Saturday, May 19, 2018

Origin Story: The Legacy of King Solomon's Mines

Author H. Rider Haggard, often credited as a pioneer of the "lost world" fiction genre. (Photo: Getty)

A group of men take off on a quest into the unknown, seeking a potentially mythical MacGuffin and using their unique skills to get into and out of scrapes, with a few good-natured comic interludes thrown in along the way. That’s a setup of many popular films, and that’s part of why I found my recent experience reading H. Rider Haggard’s King Solomon’s Mines so interesting. Combined with a rediscovery of George Stevens’s 1939 film Gunga Din, which I hadn’t seen since childhood, catching up with Haggard’s classic adventure novel has provided some perspective on the origins of tropes that have begun to feel overly familiar after appearing in one franchise film after another.

Haggard’s 1885 novel follows Allen Quatermain and his clients Sir Henry Curtis and Captain John Good, who enlist the famed hunter in their pursuit of Curtis’s missing brother, who has disappeared in the middle of Africa while searching for the titular mines. They’re joined by the mysterious Umbopa, who has his own motives for following the other Curtis brother’s missing trail. The quest takes them into Kukuanaland, a territory uncharted by Europeans (though by no means uninhabited), where they find themselves caught up in a dynastic struggle between Umbopa, who reveals himself to be Ignosi, the long-lost heir to the throne, and the cruel usurper Twala. Using their knowledge of firearms, a conveniently-timed lunar eclipse, and savvy military strategy, the British adventurers manage to help place Ignosi onto his royal seat, and then eventually find their way to the legendary mines of the biblical King Solomon.

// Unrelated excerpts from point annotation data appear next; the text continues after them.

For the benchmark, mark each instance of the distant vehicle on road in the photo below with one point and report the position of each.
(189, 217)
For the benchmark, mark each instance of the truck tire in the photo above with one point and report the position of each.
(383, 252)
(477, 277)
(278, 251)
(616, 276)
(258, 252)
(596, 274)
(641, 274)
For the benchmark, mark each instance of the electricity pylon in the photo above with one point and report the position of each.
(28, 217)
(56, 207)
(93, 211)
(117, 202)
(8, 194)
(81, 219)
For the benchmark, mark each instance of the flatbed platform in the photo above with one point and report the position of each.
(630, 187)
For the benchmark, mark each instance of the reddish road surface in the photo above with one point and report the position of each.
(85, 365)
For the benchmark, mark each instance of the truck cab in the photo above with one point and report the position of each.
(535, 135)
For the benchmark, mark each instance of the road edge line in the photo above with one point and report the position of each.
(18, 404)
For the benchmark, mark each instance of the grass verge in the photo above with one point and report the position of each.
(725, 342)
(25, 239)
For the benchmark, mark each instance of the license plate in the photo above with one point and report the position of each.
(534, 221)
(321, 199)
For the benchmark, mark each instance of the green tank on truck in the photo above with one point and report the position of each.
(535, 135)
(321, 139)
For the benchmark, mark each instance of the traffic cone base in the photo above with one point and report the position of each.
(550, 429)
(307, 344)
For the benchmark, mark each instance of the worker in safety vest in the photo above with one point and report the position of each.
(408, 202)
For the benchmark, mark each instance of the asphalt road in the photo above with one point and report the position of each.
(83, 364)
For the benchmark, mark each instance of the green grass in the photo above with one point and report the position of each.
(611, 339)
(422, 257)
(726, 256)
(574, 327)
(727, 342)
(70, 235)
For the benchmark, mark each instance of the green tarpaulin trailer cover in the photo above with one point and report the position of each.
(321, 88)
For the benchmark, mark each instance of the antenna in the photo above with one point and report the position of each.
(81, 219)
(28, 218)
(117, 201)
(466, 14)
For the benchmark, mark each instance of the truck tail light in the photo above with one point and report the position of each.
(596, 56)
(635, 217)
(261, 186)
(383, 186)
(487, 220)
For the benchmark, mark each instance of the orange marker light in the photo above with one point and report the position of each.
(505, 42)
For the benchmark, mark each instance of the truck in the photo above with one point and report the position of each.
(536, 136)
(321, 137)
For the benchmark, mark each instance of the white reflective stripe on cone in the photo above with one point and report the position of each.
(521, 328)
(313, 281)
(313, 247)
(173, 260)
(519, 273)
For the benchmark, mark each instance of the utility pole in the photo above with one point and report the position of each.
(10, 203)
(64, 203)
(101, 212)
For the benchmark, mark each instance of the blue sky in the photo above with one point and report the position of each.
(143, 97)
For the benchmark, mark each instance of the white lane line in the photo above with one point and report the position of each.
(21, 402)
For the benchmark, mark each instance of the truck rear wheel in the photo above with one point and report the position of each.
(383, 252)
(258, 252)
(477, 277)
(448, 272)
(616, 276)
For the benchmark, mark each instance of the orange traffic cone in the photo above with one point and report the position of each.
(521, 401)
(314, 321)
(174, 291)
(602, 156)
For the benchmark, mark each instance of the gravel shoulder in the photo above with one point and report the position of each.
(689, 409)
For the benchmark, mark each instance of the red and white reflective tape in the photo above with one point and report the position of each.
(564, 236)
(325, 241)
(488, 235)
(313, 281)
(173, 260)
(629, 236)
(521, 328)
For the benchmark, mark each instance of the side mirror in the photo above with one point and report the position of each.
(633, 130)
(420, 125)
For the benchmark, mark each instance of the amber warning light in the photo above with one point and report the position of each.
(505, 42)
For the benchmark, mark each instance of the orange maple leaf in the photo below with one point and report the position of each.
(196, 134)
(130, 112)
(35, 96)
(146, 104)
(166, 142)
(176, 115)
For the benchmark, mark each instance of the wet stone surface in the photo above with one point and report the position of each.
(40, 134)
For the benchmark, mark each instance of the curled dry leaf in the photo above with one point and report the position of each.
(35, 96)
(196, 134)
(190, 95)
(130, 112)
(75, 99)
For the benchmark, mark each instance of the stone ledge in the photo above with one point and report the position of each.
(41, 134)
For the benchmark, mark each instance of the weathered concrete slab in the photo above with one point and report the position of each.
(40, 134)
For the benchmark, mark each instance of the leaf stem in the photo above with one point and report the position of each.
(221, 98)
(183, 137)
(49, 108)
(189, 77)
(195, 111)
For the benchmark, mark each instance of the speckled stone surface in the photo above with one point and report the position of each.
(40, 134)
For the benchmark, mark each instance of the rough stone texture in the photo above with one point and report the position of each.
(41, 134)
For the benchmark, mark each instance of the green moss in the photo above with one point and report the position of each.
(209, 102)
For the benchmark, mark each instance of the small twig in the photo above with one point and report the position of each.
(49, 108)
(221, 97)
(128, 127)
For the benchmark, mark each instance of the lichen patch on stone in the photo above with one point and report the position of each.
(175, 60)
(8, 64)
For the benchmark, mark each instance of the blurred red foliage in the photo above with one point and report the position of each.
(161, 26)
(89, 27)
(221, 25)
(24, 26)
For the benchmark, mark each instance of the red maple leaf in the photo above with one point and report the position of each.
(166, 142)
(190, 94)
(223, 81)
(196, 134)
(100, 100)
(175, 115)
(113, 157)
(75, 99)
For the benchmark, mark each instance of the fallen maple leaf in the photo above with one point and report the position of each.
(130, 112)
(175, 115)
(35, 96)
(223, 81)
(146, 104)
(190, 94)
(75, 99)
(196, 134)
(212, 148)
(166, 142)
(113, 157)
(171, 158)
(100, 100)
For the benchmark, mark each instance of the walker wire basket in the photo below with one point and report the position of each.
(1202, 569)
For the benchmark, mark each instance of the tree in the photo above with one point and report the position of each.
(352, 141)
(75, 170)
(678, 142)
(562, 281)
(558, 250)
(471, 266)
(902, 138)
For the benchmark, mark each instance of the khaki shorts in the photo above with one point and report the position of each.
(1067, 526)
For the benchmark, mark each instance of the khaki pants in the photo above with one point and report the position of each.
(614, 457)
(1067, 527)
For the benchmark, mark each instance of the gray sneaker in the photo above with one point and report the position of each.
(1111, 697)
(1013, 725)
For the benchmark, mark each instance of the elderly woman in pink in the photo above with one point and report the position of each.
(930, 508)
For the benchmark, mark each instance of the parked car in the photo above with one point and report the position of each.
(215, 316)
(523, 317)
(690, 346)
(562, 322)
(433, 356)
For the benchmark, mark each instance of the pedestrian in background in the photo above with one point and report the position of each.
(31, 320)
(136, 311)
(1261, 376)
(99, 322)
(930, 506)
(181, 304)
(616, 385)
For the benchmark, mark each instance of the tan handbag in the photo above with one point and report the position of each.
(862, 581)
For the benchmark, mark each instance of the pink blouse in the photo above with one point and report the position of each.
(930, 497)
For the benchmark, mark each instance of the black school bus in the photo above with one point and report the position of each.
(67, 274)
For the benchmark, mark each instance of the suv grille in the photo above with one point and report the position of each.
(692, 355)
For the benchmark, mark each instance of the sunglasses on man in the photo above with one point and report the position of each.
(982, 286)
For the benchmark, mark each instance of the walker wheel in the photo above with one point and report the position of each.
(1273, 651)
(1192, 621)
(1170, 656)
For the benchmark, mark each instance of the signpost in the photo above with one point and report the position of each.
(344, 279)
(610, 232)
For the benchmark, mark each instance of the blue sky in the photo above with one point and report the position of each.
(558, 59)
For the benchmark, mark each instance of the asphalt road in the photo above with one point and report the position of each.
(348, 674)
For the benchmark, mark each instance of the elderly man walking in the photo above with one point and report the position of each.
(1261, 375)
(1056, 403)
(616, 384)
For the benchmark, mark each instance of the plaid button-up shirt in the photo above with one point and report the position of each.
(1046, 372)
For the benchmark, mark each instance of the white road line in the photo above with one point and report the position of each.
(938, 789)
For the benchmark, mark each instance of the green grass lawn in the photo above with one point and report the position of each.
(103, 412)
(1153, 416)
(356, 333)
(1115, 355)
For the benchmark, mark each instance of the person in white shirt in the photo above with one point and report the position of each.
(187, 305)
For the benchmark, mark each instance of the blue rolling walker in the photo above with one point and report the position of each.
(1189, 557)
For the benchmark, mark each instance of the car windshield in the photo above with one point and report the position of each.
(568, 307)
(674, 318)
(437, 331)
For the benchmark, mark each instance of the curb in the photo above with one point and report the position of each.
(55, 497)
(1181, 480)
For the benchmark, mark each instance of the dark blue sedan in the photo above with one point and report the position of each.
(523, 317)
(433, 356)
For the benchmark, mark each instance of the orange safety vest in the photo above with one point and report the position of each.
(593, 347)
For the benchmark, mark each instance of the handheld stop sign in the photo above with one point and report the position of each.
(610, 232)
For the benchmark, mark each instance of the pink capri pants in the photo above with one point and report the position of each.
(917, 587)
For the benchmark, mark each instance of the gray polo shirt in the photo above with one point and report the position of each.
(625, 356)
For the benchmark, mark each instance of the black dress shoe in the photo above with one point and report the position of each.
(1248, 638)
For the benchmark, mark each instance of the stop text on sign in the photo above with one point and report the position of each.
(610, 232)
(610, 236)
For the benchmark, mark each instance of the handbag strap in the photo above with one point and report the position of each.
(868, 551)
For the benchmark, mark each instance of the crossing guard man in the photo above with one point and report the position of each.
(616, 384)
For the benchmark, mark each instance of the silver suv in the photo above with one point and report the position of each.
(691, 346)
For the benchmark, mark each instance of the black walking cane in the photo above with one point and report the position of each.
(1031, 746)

Although Haggard’s novel is 133 years old as of this writing, it’s striking how familiar many of its elements feel. The three white men who travel into Kukuanaland with Umbopa are the sort of protagonists we encounter in every film franchise from Indiana Jones to The Avengers – it was hard not to think of Cutter, MacChesney, and Ballantine’s horseplay from Gunga Din in moments such as the one in which Curtis and Quatermain force Good to remain in dishabille when they’re surprised by a Kukuana patrol and his stark white legs, combined with his half-shaved face and monocle, convince the natives that he’s a god. The trope of the “lost world” might not work as well in an era more attuned to the cultural insensitivities of the original, but it’s nevertheless familiar from countless science-fiction franchises, in which alien races replace uncolonized people of colour.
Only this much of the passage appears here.